Answer :
Final answer:
The question addresses key economic growth concepts focusing on steady-state values in a balanced-growth economy. It underlines the importance of understanding how the capital-labor ratio, output per worker, and consumption per worker react to changes in investment rates, technology, and government policies. The answer explains these concepts and their significance in determining long-term economic conditions.
Explanation:
The question revolves around understanding key concepts related to economic growth, specifically focusing on steady-state values such as the capital-labor ratio, output per worker, and consumption per worker in a balanced-growth economy. The steady-state values determine the long-term national savings, investment, and consumption patterns under given conditions of workforce and human capital growth, depreciation rates, and changes in technology and government policies.

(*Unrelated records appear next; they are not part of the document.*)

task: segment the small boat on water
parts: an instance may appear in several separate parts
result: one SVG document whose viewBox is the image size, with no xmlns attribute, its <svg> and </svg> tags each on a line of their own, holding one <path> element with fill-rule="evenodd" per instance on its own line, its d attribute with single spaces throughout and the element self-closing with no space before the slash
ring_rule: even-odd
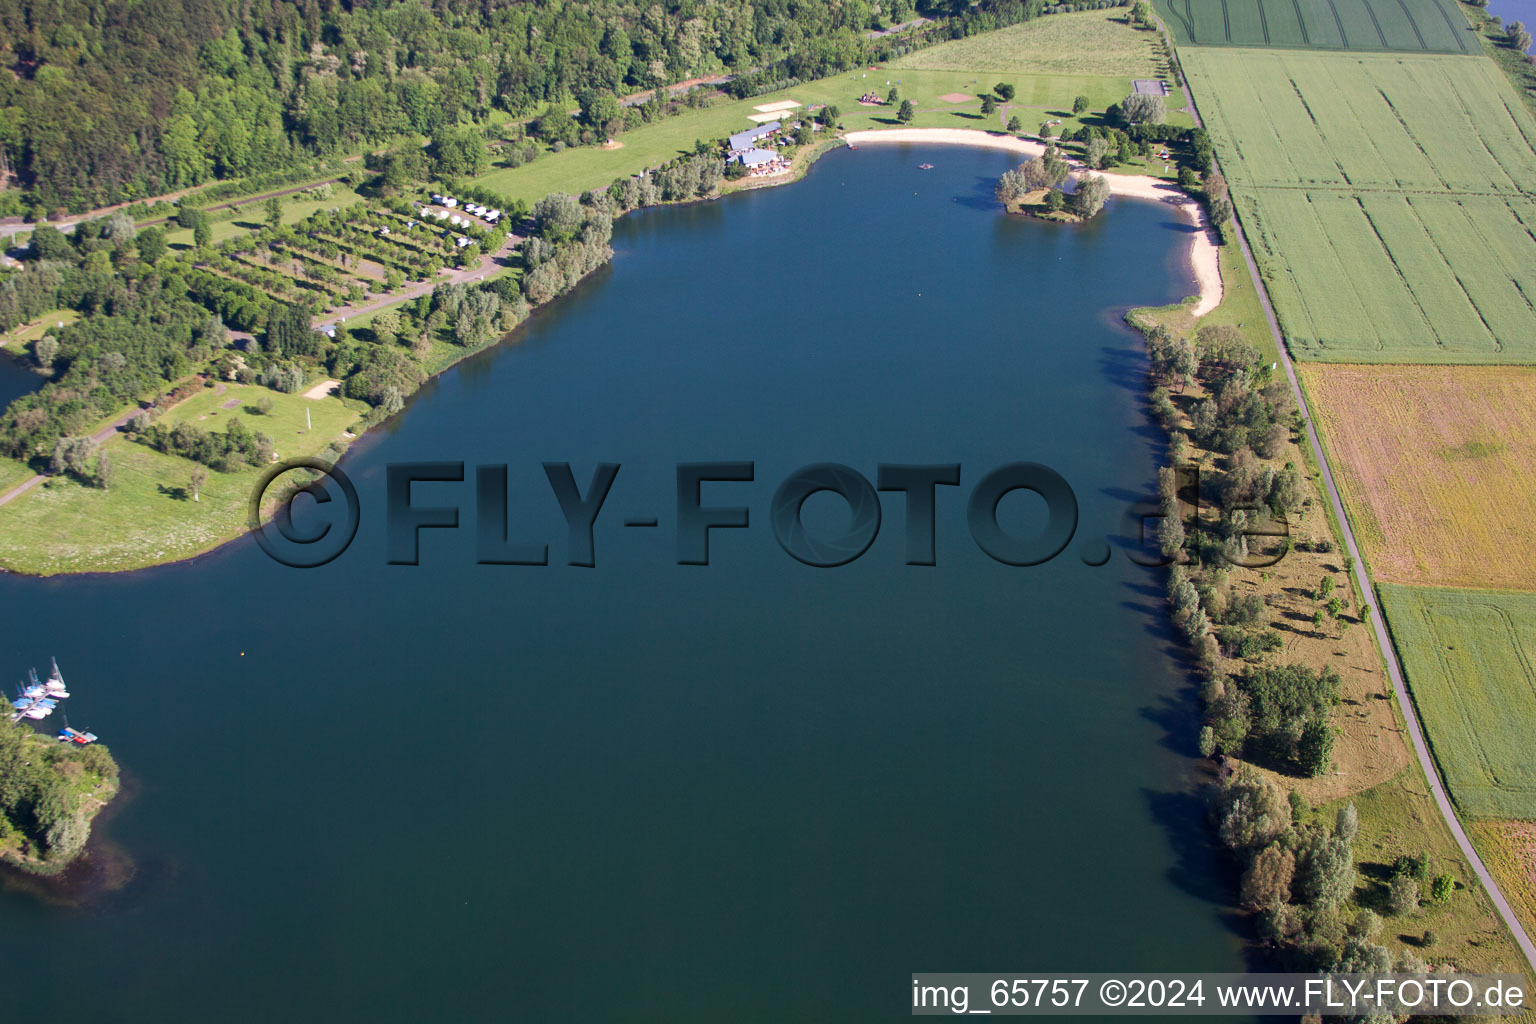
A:
<svg viewBox="0 0 1536 1024">
<path fill-rule="evenodd" d="M 59 730 L 60 743 L 78 743 L 81 746 L 86 746 L 87 744 L 95 743 L 98 739 L 100 737 L 93 732 L 81 732 L 79 729 L 71 729 L 67 725 Z"/>
</svg>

In a balanced-growth economy, the capital-labor ratio stabilizes when the savings rate, depreciation rate, and growth rates of technology and the workforce are constant. The output per worker equals the level of technology multiplied by the capital-labor ratio raised to the power of capital's share in output. Lastly, consumption per worker is determined by the difference between output per worker and savings per worker, reflecting the trade-off between current consumption and future investment.
Regarding specific equations or values given in the scenario, such as the balanced-growth formula or the impact of changes in investment rates or technology on output per worker, they illustrate the sensitivity of the economy's long-run equilibrium to these variables. The calculations show how adjustments in investment rates, technological advancement, and government policy can shift the balanced growth path, influencing the steady-state levels of capital, output, and consumption per worker.